Response 1: I think that I have answered this question in the previous review round, but let me explain it again. In answering this question in the last round, I stated that, if you recheck it, "This update was not applied to the graph and charts from the beginning of the submission but only to the part of the decision tree." It means that, of course, the graphs must remain identical for all versions as it took the 1172 participants from the beginning, but half of the dataset (586) was taken to be applied to the DT algorithm and to generate its graph. I explained why this had happened, and I admitted that I realized this was an incorrect process, and I said, open and frank, that the mistake was from my side. However, in the current version, the mistake is corrected and the entire dataset was considered for all graphs and for the DT graph, which is 1172. As you may have seen in Figure 6, the DT graph is now different from the previous versions, as it is larger in size, and it has different nodes.

Point 2: The authors state “In the decision tree graph, the variable “Support Speed Limit Radars” has been taken instead, and the “Exceeding Speed Limit” variable was eliminated as they almost have the same idea.” However, the authors do not show any correlation between these variables in the dataset to support this claim.

Response 2: Figure 6 in the current version contains all the details, in which both "Support Speed Limit Radars" and "Exceeding Speed Limit" are now included in the graph after your requirement to be available in the DT graph. According to the concept of the Decision Tree algorithm, variables are managed and processed based on classification.

Note: The English review was conducted for this article using a two-stage process in which two editors reviewed the file.
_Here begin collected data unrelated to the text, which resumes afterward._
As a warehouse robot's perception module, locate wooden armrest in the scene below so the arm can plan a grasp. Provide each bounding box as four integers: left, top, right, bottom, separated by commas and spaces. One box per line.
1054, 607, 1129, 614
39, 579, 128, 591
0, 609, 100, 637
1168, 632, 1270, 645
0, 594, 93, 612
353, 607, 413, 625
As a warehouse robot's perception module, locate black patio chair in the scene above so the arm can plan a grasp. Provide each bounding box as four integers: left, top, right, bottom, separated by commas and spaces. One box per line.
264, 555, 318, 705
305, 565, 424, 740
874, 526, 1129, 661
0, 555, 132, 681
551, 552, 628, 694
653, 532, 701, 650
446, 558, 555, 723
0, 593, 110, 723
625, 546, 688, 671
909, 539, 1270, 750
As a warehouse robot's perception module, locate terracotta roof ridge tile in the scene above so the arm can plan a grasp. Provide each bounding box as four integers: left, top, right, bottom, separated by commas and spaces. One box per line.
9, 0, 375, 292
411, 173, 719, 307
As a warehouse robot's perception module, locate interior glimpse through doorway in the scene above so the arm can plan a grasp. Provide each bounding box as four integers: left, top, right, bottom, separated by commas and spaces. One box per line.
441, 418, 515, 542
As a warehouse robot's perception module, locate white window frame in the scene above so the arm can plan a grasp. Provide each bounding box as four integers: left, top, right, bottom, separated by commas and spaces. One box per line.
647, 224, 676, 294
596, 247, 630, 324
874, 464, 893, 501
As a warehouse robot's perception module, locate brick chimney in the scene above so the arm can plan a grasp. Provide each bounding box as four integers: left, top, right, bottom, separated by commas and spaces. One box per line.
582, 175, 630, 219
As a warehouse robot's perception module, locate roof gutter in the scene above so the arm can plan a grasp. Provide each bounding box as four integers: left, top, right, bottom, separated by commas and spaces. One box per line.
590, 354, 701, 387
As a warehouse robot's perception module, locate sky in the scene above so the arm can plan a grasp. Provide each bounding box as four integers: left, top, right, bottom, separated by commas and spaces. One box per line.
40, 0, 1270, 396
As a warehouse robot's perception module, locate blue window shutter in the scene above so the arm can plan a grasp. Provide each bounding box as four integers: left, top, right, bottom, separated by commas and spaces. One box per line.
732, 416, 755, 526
Both editors are native English speakers.

This manuscript is a resubmission of an earlier submission. The following is a list of the peer review reports and author responses from that submission.

Round 1

Reviewer 1 Report

I added some comments in the article.

You should detailed explain the result of the Python examination.

Comments for author File: Comments.pdf

Author Response

Point 1: summarise

Response 1: It was a typo. The word has been corrected. Thanks!

Point 2: allways?

Response 2: The previous word has been replaced with the word “Always” instead of “Yes almost”.

Point 3: Not this is the main consequence. It is more important that the supporters (gnerally and totally) have higher share than the unsupporters.

Response 3: The text has been edited according to the comment provided

Point 4: Allways

Response 4: The graph has been replaced with a new one marked with the word “Always” instead of “Yes”

Point 5: What are the meaning of the boxes in the last row?

Response 5: It is the Entropy, the measure of noise in the decision. Noise can be viewed as uncertainty. For example, in nodes in which the decision results is equal values in the severity value array, the entropy is at its highest value, which is 1.0. This means that the model was unable to definitively mark the classification decision based on the input variables. For values of very low entropy, the decision was much more clear-cut, and the difference in the number of severe and non-severe is much higher. The graph has been more clarified. Thanks!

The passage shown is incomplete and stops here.